No domingo à noite, em comunicado enviado à Lusa, o INEM garantiu que a emergência médica está assegurada esta segunda-feira em Lisboa e que participará ao Ministério Público de quem contribuir para colocar em risco o socorro urgente a pessoas. 

Todos os meios de emergência médica do INEM estarão operacionais em Lisboa entre as 08:00 e as 24:00, assegura-se na nota.
 
"O INEM tem envidado todos os esforços no sentido de manter a qualidade, eficiência e rapidez de atendimento no serviço público que presta às populações apesar de se confrontar com alguns constrangimentos ao nível dos recursos humanos agravados pela orientação do Sindicato dos Técnicos de Ambulância de Emergência para que os seus associados não mostrassem disponibilidade para fazer horas extraordinárias pagas conforme legislação em vigor", afirma o instituto. 

Segundo o INEM, "existem mesmo SMS que incentivam ao absentismo e ao abandono do serviço, depois de iniciado, através de mecanismos diversos e abundantemente sugeridos". 
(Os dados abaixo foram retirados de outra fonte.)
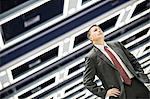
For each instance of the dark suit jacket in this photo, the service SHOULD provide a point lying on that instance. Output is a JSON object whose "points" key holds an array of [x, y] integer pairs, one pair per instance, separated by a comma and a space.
{"points": [[96, 63]]}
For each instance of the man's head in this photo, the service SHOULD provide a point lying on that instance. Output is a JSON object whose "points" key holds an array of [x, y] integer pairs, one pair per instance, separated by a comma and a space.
{"points": [[95, 34]]}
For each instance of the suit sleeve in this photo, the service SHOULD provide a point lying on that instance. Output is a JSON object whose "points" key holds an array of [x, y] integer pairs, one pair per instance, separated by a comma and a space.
{"points": [[89, 76], [136, 65]]}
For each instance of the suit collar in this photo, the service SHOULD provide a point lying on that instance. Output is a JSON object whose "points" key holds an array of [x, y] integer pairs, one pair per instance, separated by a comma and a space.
{"points": [[103, 57]]}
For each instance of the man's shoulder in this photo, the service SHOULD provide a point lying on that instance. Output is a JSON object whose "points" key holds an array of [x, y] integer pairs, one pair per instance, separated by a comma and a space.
{"points": [[91, 53]]}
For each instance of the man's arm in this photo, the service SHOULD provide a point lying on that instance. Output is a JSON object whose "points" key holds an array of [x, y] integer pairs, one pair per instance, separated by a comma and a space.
{"points": [[89, 76]]}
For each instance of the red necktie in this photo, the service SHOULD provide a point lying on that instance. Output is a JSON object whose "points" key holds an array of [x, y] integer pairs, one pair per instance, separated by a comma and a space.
{"points": [[123, 74]]}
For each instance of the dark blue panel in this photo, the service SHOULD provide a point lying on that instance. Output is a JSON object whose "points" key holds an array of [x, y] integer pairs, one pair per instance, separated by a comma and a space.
{"points": [[52, 35]]}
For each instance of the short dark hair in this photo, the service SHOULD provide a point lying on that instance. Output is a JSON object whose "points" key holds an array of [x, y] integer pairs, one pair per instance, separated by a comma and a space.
{"points": [[88, 32]]}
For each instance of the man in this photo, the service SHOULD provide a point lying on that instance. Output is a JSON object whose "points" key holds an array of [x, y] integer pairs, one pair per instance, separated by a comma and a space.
{"points": [[118, 70]]}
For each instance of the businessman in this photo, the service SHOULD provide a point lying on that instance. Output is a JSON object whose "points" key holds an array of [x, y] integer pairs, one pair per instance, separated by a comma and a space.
{"points": [[119, 71]]}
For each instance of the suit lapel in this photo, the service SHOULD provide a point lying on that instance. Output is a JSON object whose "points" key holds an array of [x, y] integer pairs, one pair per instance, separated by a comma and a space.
{"points": [[103, 57], [121, 54]]}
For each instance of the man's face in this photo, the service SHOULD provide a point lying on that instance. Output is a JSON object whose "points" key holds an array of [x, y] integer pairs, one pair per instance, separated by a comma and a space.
{"points": [[96, 33]]}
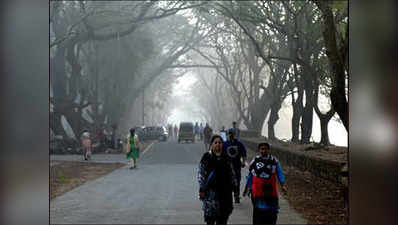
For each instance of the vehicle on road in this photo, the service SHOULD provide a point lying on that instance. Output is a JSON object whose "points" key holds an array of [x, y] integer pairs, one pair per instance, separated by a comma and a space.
{"points": [[163, 134], [186, 132]]}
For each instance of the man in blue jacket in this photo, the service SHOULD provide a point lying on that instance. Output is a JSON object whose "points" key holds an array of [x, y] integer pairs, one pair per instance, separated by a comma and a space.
{"points": [[261, 182], [235, 149]]}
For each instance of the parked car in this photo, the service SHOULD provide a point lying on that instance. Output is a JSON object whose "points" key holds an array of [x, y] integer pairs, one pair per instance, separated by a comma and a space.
{"points": [[163, 134], [186, 132]]}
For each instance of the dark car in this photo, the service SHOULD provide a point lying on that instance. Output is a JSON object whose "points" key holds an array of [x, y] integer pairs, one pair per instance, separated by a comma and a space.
{"points": [[163, 134], [185, 133]]}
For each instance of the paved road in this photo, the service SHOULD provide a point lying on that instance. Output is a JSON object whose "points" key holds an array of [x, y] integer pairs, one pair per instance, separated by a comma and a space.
{"points": [[162, 190]]}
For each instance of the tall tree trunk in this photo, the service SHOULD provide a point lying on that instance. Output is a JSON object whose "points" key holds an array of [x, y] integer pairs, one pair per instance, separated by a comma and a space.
{"points": [[323, 118], [307, 117], [337, 58], [324, 130], [297, 112], [273, 118]]}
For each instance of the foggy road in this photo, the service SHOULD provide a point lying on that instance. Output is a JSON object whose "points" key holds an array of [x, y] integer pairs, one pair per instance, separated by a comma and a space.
{"points": [[162, 190]]}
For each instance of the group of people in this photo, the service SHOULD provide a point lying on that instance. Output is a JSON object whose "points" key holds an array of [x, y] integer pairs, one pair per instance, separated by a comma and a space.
{"points": [[219, 175]]}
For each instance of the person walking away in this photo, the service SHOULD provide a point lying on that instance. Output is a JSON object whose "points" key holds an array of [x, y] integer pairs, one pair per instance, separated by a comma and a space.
{"points": [[261, 183], [133, 148], [216, 181], [170, 130], [86, 144], [236, 130], [236, 150], [223, 133], [207, 132], [175, 131], [196, 130], [201, 131]]}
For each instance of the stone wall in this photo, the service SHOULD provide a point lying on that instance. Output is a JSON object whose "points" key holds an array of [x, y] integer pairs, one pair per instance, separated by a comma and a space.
{"points": [[326, 169], [249, 133]]}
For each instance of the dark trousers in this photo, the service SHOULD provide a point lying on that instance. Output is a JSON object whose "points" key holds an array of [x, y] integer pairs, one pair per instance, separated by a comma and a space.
{"points": [[238, 177], [264, 217], [218, 220]]}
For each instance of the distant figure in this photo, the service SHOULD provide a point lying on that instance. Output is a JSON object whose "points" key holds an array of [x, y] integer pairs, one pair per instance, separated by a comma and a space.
{"points": [[133, 148], [216, 181], [101, 135], [207, 132], [236, 130], [175, 131], [237, 152], [196, 130], [170, 130], [223, 134], [86, 144], [201, 131], [261, 185]]}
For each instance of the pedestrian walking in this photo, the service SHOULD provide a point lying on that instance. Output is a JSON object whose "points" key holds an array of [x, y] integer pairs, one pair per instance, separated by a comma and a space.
{"points": [[216, 180], [201, 131], [133, 148], [236, 130], [236, 150], [261, 185], [196, 130], [86, 144], [207, 132], [175, 131]]}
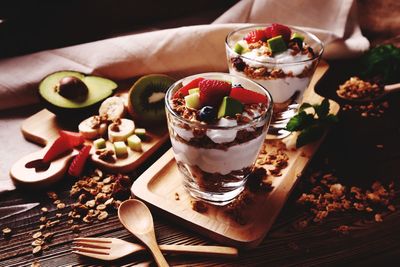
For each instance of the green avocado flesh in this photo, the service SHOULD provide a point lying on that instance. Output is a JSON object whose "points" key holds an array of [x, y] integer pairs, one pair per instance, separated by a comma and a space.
{"points": [[99, 89]]}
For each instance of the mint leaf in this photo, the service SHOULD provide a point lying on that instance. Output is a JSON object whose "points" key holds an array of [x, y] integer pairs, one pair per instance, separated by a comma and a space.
{"points": [[322, 109], [300, 121], [309, 135], [304, 106]]}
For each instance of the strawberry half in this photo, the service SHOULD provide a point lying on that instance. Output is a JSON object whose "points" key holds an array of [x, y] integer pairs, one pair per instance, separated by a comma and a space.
{"points": [[60, 146], [247, 96], [75, 139], [255, 36], [184, 91], [278, 29], [213, 91], [77, 165]]}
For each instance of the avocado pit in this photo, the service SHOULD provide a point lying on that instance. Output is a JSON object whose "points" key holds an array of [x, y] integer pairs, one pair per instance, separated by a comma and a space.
{"points": [[72, 88]]}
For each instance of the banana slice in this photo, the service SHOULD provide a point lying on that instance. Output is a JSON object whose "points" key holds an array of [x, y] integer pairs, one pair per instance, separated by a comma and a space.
{"points": [[113, 107], [92, 128], [120, 130]]}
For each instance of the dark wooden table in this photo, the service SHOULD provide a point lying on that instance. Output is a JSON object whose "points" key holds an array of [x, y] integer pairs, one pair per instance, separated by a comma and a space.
{"points": [[349, 148]]}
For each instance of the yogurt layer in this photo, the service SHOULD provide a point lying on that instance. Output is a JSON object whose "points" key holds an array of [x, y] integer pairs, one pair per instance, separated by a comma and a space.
{"points": [[216, 160]]}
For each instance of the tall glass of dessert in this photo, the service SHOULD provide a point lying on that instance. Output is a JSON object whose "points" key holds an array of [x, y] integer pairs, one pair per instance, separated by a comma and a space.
{"points": [[280, 58], [217, 124]]}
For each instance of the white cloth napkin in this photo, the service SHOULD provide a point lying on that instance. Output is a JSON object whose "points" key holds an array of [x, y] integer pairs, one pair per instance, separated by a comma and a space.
{"points": [[184, 50]]}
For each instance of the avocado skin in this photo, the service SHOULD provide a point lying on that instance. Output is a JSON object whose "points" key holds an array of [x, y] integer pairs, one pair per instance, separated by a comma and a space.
{"points": [[73, 114]]}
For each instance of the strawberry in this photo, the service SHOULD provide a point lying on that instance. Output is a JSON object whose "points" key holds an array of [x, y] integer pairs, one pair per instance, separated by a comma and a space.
{"points": [[183, 91], [255, 36], [213, 91], [60, 146], [75, 139], [77, 165], [279, 29], [247, 96]]}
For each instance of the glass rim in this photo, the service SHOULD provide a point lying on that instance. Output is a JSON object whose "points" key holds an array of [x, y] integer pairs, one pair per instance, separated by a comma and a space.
{"points": [[199, 124], [310, 35]]}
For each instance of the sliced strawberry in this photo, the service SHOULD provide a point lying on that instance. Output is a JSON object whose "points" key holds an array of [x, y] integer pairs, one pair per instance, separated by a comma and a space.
{"points": [[74, 138], [213, 91], [184, 91], [77, 165], [247, 96], [255, 36], [60, 146], [279, 29]]}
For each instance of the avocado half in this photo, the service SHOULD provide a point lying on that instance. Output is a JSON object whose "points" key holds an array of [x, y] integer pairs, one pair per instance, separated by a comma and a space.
{"points": [[59, 103]]}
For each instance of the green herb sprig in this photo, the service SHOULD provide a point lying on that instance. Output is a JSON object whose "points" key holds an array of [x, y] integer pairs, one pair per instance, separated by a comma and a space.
{"points": [[311, 125]]}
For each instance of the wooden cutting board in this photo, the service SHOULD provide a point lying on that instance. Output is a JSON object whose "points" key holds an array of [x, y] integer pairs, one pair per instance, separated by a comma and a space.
{"points": [[42, 128], [162, 182]]}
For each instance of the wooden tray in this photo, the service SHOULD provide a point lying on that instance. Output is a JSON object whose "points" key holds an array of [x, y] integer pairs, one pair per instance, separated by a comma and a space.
{"points": [[160, 183], [42, 128]]}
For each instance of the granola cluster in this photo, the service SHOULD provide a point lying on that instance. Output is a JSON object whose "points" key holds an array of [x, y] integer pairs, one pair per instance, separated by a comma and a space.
{"points": [[328, 196], [355, 88], [97, 194]]}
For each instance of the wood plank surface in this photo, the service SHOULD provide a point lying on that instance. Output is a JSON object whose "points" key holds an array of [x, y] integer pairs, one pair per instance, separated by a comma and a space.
{"points": [[350, 148]]}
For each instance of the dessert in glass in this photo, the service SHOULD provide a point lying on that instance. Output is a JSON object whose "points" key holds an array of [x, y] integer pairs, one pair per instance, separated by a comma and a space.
{"points": [[217, 124], [281, 59]]}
O instituto recorda que tais "comportamentos não podem ser tolerados na Administração Pública" por revelarem "falta de profissionalismo" que poderá colocar em risco o atendimento emergente. 


Nesses casos, o INEM participará ao Ministério Público todos os que contribuam para "colocar em risco o socorro urgente a pessoas". 
 
Por sua vez, o Sindicato dos Técnicos de Ambulâncias de Emergência acusou o INEM de querer preencher as escalas de meios com recurso a técnicos de informática e técnicos de logística em substituição dos técnicos de emergência. 

O presidente do STAE explicou de que maneira o organismo pretende ter todos os meios de emergência operacionais durante esta segundafeira

 
“Neste momento estão elementos da logística que estarão escalados para fazerem ambulância, o que demonstra a capacidade que este conselho diretivo tem em dar resposta ao socorro com pessoas da logística e da informática”, afirmou Ricardo Rocha.